Rosita da Silva Leirias, a técnica de enfermagem citada no início deste texto, tem graduação em História. Concorda com todas as referências bélicas utilizadas para caracterizar a situação atual: guerra, soldados em trincheiras, “bala vindo de tudo quanto é lado”. Há dias em que ela encontra leitos vazios no hospital.
— Onde está o paciente que estava aqui? — perguntou em mais de uma ocasião.
— Foi a óbito nesta madrugada. Teve uma parada e não voltou — explicou alguém.
Rosita revela se permitir chorar.
— Lutamos pela vida. Não nos acostumamos com a morte. A partir do momento em que eu não sentir nada, não sirvo mais para isso.
Fã das histórias do detetive Sherlock Holmes, Rosita prioriza o autocuidado nos momentos de folga. Mexe na terra, cultiva samambaias, avencas e violetas, brinca com as gatas Monalisa e Gioconda Leonarda. Não acompanha o noticiário — observa a pandemia “em tempo real” no local de trabalho, alega. Procura não julgar o comportamento dos pacientes sob seus cuidados. Sente-se incomodada por festas na vizinhança. Recentemente, ligou quatro vezes para a Brigada Militar solicitando a intervenção em uma aglomeração de cerca de 20 indivíduos nas redondezas.

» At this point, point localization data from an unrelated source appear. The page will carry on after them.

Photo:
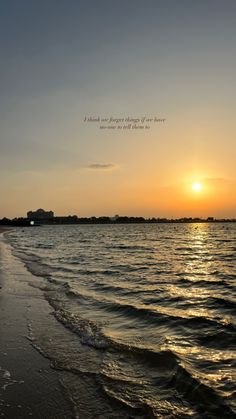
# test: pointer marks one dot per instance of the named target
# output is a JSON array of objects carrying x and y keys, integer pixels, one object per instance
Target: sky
[{"x": 64, "y": 60}]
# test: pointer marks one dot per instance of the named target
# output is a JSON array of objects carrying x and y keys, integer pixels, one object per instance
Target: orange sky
[{"x": 176, "y": 63}]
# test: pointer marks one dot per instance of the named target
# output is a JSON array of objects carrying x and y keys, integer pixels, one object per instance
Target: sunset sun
[{"x": 197, "y": 186}]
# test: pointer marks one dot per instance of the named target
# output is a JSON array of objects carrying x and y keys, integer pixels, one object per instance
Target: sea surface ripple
[{"x": 155, "y": 307}]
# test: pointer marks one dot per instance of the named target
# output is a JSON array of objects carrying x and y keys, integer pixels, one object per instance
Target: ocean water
[{"x": 151, "y": 310}]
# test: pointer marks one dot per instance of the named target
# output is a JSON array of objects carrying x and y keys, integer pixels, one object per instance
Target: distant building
[{"x": 40, "y": 215}]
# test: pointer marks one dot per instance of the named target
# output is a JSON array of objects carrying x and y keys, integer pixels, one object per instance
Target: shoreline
[{"x": 29, "y": 386}]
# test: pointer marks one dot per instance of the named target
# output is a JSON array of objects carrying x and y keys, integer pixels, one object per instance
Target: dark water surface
[{"x": 152, "y": 308}]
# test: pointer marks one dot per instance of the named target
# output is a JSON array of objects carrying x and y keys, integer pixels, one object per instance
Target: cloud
[{"x": 102, "y": 166}]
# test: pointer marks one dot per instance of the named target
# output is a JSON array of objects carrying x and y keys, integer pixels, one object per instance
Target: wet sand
[{"x": 29, "y": 387}]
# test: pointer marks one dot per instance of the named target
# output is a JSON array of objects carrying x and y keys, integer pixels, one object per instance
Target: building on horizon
[{"x": 40, "y": 215}]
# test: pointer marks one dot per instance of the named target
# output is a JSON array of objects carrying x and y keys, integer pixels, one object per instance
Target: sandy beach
[{"x": 29, "y": 387}]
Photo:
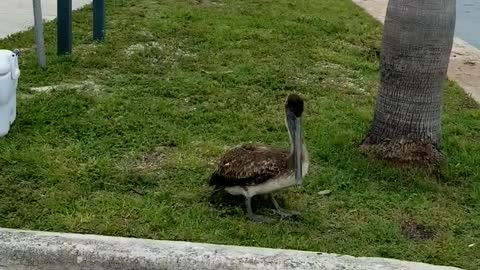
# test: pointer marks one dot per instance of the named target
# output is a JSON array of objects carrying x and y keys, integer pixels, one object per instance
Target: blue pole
[
  {"x": 64, "y": 27},
  {"x": 98, "y": 20}
]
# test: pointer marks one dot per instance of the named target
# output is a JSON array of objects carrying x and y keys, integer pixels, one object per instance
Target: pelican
[{"x": 255, "y": 169}]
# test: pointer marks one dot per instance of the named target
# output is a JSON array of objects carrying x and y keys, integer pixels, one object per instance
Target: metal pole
[
  {"x": 40, "y": 45},
  {"x": 98, "y": 20},
  {"x": 64, "y": 27}
]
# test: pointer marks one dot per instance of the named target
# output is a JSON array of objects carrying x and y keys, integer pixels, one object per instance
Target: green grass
[{"x": 178, "y": 82}]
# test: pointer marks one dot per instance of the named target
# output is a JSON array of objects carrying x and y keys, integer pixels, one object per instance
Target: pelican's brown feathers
[{"x": 250, "y": 164}]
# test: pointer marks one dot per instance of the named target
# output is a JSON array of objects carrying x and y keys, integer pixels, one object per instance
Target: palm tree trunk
[{"x": 417, "y": 42}]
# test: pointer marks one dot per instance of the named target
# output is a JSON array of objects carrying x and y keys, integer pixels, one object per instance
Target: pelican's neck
[{"x": 291, "y": 136}]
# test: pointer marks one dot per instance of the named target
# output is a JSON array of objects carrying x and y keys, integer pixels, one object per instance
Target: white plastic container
[{"x": 9, "y": 74}]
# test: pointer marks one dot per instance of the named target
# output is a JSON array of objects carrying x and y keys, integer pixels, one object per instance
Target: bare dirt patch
[{"x": 416, "y": 231}]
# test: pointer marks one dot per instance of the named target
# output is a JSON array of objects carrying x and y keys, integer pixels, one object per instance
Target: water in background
[{"x": 468, "y": 21}]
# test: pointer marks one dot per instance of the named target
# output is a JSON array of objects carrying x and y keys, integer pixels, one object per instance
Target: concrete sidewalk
[
  {"x": 30, "y": 250},
  {"x": 17, "y": 15},
  {"x": 464, "y": 66}
]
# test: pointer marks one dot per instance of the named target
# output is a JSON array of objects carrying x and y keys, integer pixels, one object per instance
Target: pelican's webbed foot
[
  {"x": 255, "y": 217},
  {"x": 282, "y": 212}
]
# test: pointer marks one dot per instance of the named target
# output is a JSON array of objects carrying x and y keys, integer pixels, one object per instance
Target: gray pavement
[
  {"x": 468, "y": 21},
  {"x": 17, "y": 15}
]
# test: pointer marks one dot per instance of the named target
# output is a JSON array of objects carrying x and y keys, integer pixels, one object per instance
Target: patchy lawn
[{"x": 127, "y": 138}]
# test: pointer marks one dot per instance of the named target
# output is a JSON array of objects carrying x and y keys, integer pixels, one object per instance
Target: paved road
[
  {"x": 17, "y": 15},
  {"x": 468, "y": 21}
]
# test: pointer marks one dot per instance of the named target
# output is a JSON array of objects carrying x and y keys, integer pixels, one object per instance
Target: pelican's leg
[
  {"x": 282, "y": 212},
  {"x": 254, "y": 217}
]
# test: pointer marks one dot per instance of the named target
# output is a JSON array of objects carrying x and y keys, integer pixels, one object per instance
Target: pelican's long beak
[{"x": 297, "y": 148}]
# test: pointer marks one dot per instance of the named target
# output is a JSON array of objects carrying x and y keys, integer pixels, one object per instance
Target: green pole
[
  {"x": 98, "y": 20},
  {"x": 39, "y": 41},
  {"x": 64, "y": 27}
]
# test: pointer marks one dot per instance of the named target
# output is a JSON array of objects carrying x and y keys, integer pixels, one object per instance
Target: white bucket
[{"x": 9, "y": 74}]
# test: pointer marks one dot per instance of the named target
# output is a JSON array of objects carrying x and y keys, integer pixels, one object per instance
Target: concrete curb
[
  {"x": 30, "y": 250},
  {"x": 464, "y": 66}
]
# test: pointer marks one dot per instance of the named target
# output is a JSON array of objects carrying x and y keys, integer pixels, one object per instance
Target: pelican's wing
[{"x": 249, "y": 164}]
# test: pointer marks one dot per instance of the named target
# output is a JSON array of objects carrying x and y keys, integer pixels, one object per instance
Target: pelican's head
[{"x": 293, "y": 111}]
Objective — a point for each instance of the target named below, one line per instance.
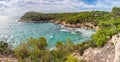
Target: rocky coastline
(87, 25)
(108, 53)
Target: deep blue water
(16, 32)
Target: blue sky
(19, 7)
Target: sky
(19, 7)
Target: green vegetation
(108, 22)
(35, 50)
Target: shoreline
(87, 25)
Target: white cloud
(19, 7)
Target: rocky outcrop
(104, 54)
(116, 40)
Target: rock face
(109, 53)
(103, 54)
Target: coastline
(86, 25)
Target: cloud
(19, 7)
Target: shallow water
(16, 32)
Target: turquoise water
(16, 32)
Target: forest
(35, 50)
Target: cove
(17, 32)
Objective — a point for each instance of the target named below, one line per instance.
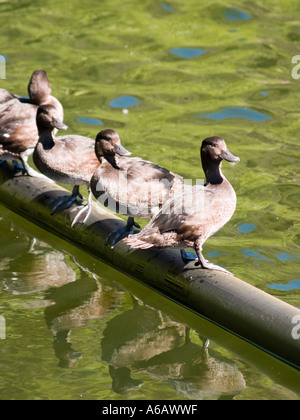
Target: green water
(77, 329)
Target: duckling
(69, 159)
(18, 130)
(194, 214)
(129, 185)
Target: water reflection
(157, 345)
(73, 305)
(187, 53)
(28, 265)
(236, 14)
(236, 112)
(92, 121)
(125, 101)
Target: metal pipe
(248, 312)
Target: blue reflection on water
(293, 284)
(236, 112)
(215, 253)
(124, 101)
(168, 8)
(246, 227)
(236, 14)
(92, 121)
(187, 52)
(283, 256)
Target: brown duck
(129, 185)
(18, 130)
(69, 159)
(195, 213)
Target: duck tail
(134, 242)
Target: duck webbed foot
(187, 256)
(208, 265)
(65, 202)
(18, 166)
(85, 210)
(121, 233)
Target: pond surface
(165, 76)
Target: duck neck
(110, 159)
(46, 137)
(213, 174)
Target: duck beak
(57, 123)
(226, 155)
(120, 150)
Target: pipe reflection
(153, 343)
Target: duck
(129, 185)
(68, 159)
(18, 130)
(195, 213)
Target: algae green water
(165, 75)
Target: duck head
(108, 144)
(47, 119)
(39, 88)
(213, 152)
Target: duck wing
(192, 200)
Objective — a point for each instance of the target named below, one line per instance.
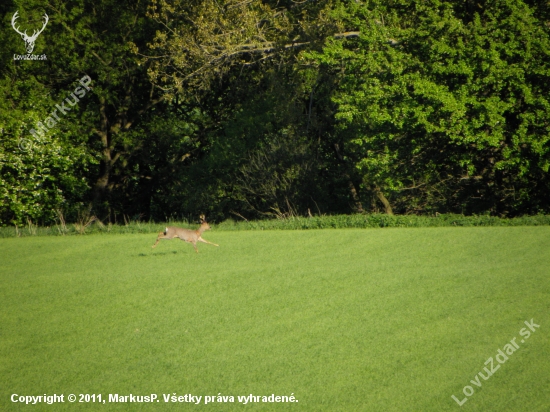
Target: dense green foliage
(276, 109)
(346, 320)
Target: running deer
(187, 235)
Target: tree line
(256, 108)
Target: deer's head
(29, 40)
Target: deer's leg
(206, 241)
(160, 236)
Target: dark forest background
(276, 108)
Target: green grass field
(345, 320)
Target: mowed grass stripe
(381, 319)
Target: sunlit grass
(346, 320)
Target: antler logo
(29, 40)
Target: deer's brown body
(187, 235)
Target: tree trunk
(357, 205)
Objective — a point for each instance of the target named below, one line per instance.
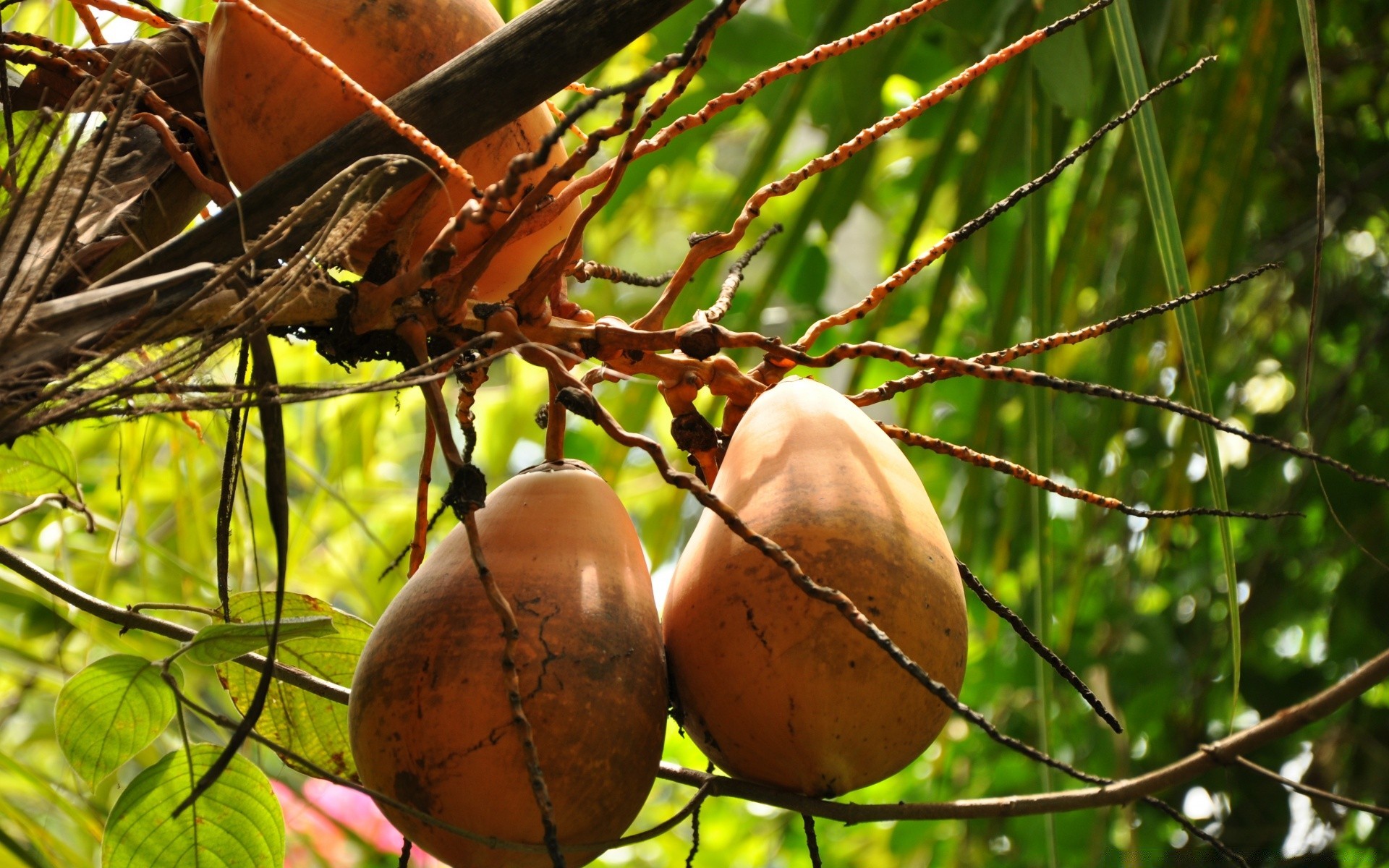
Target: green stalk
(1162, 206)
(1312, 46)
(1040, 410)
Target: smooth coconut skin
(430, 718)
(776, 686)
(267, 103)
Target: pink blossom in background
(315, 839)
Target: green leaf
(1163, 208)
(1063, 61)
(221, 642)
(110, 712)
(235, 824)
(310, 726)
(38, 464)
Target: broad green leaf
(221, 642)
(310, 726)
(235, 824)
(38, 464)
(110, 712)
(1163, 208)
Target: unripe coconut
(776, 686)
(430, 717)
(267, 103)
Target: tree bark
(517, 69)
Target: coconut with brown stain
(267, 103)
(430, 717)
(780, 688)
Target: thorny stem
(807, 822)
(1299, 786)
(132, 13)
(56, 498)
(89, 22)
(511, 632)
(756, 84)
(581, 401)
(585, 271)
(735, 278)
(1041, 345)
(422, 522)
(128, 620)
(1042, 650)
(362, 95)
(964, 367)
(1035, 480)
(726, 241)
(1114, 793)
(496, 843)
(538, 206)
(726, 12)
(910, 270)
(1123, 792)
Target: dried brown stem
(585, 271)
(724, 242)
(735, 278)
(964, 367)
(910, 270)
(509, 668)
(1299, 786)
(1037, 644)
(1041, 345)
(1113, 793)
(128, 620)
(1035, 480)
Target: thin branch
(1041, 345)
(735, 278)
(496, 843)
(588, 270)
(1031, 639)
(128, 620)
(1117, 792)
(1302, 788)
(964, 367)
(910, 270)
(511, 632)
(1035, 480)
(724, 242)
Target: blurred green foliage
(1137, 608)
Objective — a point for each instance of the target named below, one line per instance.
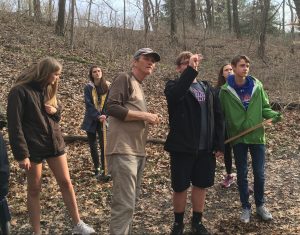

Informaram-lhe que não havia viatura disponível para o deslocamento.
— As pessoas não têm consciência, eu não consigo acionar o poder público... Daqui a pouco, vem um rosto conhecido para eu cuidar — prevê a técnica, que emenda um apelo: — Não terminou ainda. Prometemos não desistir, não recuar, ficar até o último dia, até dizerem “podem tirar as máscaras que agora não precisa mais”. Mas não podemos fazer tudo sozinhos. Façam a sua parte. Não vivemos sós. Temos que zelar pelo próximo, por amor ou respeito. Tenha consciência de que você pode estar matando outra pessoa.